You mean uber black? Err..no thanks...been there done that


----------



## chi1cabby (May 28, 2014)

uberclone said:


> I did a total of 45 rides. Heres the rub for those not paying attention to Ubers cut. You have to do 30 rides a week to keep 80%. If you dont you only get 70%. So Uber saying they keep only 20% is not entirely true and misleading.
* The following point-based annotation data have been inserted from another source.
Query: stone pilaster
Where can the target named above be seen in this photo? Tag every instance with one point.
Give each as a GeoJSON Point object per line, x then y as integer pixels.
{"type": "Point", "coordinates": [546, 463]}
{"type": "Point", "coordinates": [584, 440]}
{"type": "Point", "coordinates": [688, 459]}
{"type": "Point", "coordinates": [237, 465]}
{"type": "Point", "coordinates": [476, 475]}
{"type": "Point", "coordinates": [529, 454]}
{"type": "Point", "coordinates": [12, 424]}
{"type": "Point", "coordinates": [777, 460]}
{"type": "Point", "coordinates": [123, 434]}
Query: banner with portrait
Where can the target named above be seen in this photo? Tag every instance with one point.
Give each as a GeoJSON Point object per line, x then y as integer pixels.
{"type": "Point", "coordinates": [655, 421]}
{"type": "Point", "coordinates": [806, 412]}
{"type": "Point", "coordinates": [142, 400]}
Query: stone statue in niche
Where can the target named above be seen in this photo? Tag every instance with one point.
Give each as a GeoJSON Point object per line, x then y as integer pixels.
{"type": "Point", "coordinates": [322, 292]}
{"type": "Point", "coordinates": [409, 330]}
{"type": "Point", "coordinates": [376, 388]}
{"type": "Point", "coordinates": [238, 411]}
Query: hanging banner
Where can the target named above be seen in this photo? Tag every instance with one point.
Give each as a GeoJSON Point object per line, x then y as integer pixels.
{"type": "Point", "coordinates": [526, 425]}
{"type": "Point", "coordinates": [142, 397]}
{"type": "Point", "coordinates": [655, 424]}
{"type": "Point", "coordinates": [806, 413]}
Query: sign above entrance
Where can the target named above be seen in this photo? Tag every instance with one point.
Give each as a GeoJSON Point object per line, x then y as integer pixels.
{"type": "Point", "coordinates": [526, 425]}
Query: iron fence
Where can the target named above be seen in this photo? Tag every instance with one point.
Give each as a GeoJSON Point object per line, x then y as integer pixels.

This is an interesting read 
https://uberpeople.net/threads/i-was-an-undercover-uber-driver-—-piece-about-uberx-in-philly.19371/

Could you please post some more metrics of your weeks worth of Driving.
Uber's Effective Commission Rate (Commission + $1/Ride Safe Rides Fee) on your total fares.
Your gross Fares/hour (Total fares/total hours)
Your Gross Earnings/Hour (After Uber's cut)
Your Net Earnings/Hour (After expenses)


----------



## OCBob (Jan 20, 2015)

Travis and friends are laughing hardcore to all new drivers doing this gig where the first 15 rides, regardless of the fare, gets to keep 30%! A $4 ride is now $2.10 for the driver. That is almost 50% gone to uber and no expenses to them.


----------



## uberclone (May 12, 2015)

UberXTampa said:


> You deserved the 4.58 rating.
> It is rich for driving a $100k suv for UberX.
> 
> You are ruining it for true uberx drivers.
> ...


Your hilarious! So based on your "I'm ruining it for you" response quote you think I deserve a 4.58 rating? In one week of driving 45 rides do you know how many people said "thank God not another Prius". Not everybody shares your Prius feelings. For one week I made people smile, laugh and feel great while they enjoyed being in a high end SUV that they all said made their night and had a great time! Isn't that what a "true" UBER drivers job is? I cant control how much time went by or for what reason they quickly rated me and I could care less because I know they enjoyed themselves. I love electric and hybrid cars but you my friend can enjoy your old used Prius. LMFAO!


----------



## Actionjax (Oct 6, 2014)

20% I can live with. Anything more and its just a greedy grab for more cash. Uber would need to offer a hell of a lot more to a driver for those rates.


----------



## UberXTampa (Nov 20, 2014)

uberclone said:


> Your hilarious! So based on your "I'm ruining it for you" response quote you think I deserve a 4.58 rating? In one week of driving 45 rides do you know how many people said "thank God not another Prius". Not everybody shares your Prius feelings. For one week I made people smile, laugh and feel great while they enjoyed being in a high end SUV that they all said made their night and had a great time! Isn't that what a "true" UBER drivers job is? I cant control how much time went by or for what reason they quickly rated me and I could care less because I know they enjoyed themselves. I love electric and hybrid cars but you my friend can enjoy your old used Prius. LMFAO!


You contradict yourself!

When people say "thank god not another Prius" I interprete that as "what a fool, driving for so low rates"


----------



## uberclone (May 12, 2015)

UberXTampa said:


> You contradict yourself!
> 
> When people say "thank god not another Prius" I interprete that as "what a fool, driving for so low rates"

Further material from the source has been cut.